Cloudy sunrise over Pakistan's Karakoram | Michael Grimwade
Cloudy sunrise over Pakistan's Karakoram | Michael Grimwade

 

In July, famed British mountaineer Victor Saunders will be leading a World Expeditions trek to the base camp at K2, the second highest mountain on earth. This spectacular trek will follow winding trails along the roiling Braldu River before trekking up the Baltoro Glacier. From a high camp Victor will lead us up the Godwin Austen Glacier to K2 base camp. From here, you’ll be able to see many of the wildly difficult summit climbing routes that make K2 “the Savage Mountain.”

Victor is a special leader. After a career as a London architect, he became a certified mountain guide. He has been pushing a now-common elite style of alpine climbing since the 1980s. Some of his climbs are true markers in the history of mountaineering.

Victor Saunders

He’s done new routes ranging from monstrous high-altitude granite walls like the Golden Pillar of Spantik to the well-known Seven Summits, and Everest, which he climbed six times between 2004 and 2012. He’s also climbed the Great Trango Tower as well as Manaslu and Cho Oyu, two of the world’s 8,000-metre peaks.

Victor is also an outstanding writer. His first book, Elusive Summits, won the Boardman–Tasker, the most prestigious award in world mountaineering literature. Here he offers trekkers and other interested readers an excerpt from the beginning of his latest book, Structured Chaos.


PRELUDE

Mountains have given structure to my adult life. I suppose they have also given me purpose, though I still can’t guess what that purpose might be. And although I have glimpsed the view from the mountaintop and I still have some memory of what direction life is meant to be going in, I usually lose sight of the wood for the trees. In other words, I, like most of us, have lived a life of structured chaos.

A mountaineer’s life is not without risk. Although that’s rather obvious, isn’t it? And anyway, all lives contain risk. As for managing those risks, we like to think that’s all about making good decisions, in day-to-day life as well as in the mountains. Even though good decisions are based on experience, which in turn is gathered from the consequences of bad ones.

Well, perhaps. We tell ourselves, this way lies truth and that way lies ... well, just that: lies. We try to look ahead, to envision the destination, as we stagger, sometimes knowingly, more often blindly, through the dark forest of decision trees that make up our existence.

On this confusing journey, this wandering through the woods, my best guides have been my unspeakable friends with their incomprehensible ideas and impossible beliefs. Decisions are made difficult because I believe, like most of my friends, in many contradictory things.

Here’s an example: the Sybarite’s Creed and the Climber’s Creed.

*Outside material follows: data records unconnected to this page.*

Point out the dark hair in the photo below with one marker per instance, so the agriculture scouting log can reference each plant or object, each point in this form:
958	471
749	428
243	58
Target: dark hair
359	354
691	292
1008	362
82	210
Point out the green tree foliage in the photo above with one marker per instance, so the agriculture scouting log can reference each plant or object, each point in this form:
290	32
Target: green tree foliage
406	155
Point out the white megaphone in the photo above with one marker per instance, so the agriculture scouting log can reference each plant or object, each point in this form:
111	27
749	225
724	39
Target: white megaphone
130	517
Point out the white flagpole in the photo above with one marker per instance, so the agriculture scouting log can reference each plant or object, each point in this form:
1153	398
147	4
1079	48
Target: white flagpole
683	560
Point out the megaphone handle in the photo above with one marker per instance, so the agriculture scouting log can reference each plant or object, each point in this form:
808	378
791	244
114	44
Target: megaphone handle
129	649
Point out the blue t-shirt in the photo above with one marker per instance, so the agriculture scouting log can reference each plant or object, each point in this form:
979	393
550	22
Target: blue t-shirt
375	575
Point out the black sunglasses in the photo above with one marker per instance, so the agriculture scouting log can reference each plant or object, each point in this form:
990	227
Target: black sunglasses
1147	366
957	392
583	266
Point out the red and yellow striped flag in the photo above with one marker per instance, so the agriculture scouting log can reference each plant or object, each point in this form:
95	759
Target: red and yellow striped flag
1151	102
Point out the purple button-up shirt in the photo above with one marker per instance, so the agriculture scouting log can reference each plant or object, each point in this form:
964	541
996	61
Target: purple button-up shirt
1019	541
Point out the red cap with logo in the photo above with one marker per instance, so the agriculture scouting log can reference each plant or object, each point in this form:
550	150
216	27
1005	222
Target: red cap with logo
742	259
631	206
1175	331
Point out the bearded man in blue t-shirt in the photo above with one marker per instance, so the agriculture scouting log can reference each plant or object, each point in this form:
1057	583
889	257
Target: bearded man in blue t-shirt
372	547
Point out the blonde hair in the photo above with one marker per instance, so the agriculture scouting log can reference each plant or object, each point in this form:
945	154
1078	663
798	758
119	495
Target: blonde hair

Sybarite’s Creed: Never bivouac if you can camp. Never camp if there is a hut. Never sleep in a hut if you can book a hotel.

Climber’s Creed: If you were not cold, you had too many clothes. If you were not hungry, you carried too much food. If you were not frightened, you had too much equipment. If you got up the climb, well, it was too easy.

I believe in both creeds, wholeheartedly and without reservation.
I got to be this way not through design or planning, but through Brownian motion, following an erratic path, knocked this way and that by people, mostly those self-same unspeakable friends.

It has taken me a lifetime to realise that, all the while, it was people and not places I valued most. I have now been on more than ninety expeditions, accumulating seven years under canvas. I have climbed on all continents, many of the trips involving big adventures and occasional first ascents.

And yet it is not the mountains that remain with me but the friendships. In 1940 Colin Kirkus said: ‘going to the right place, at the right time, with the right people is all that really matters. What one does is purely incidental.’ This book is about what really matters.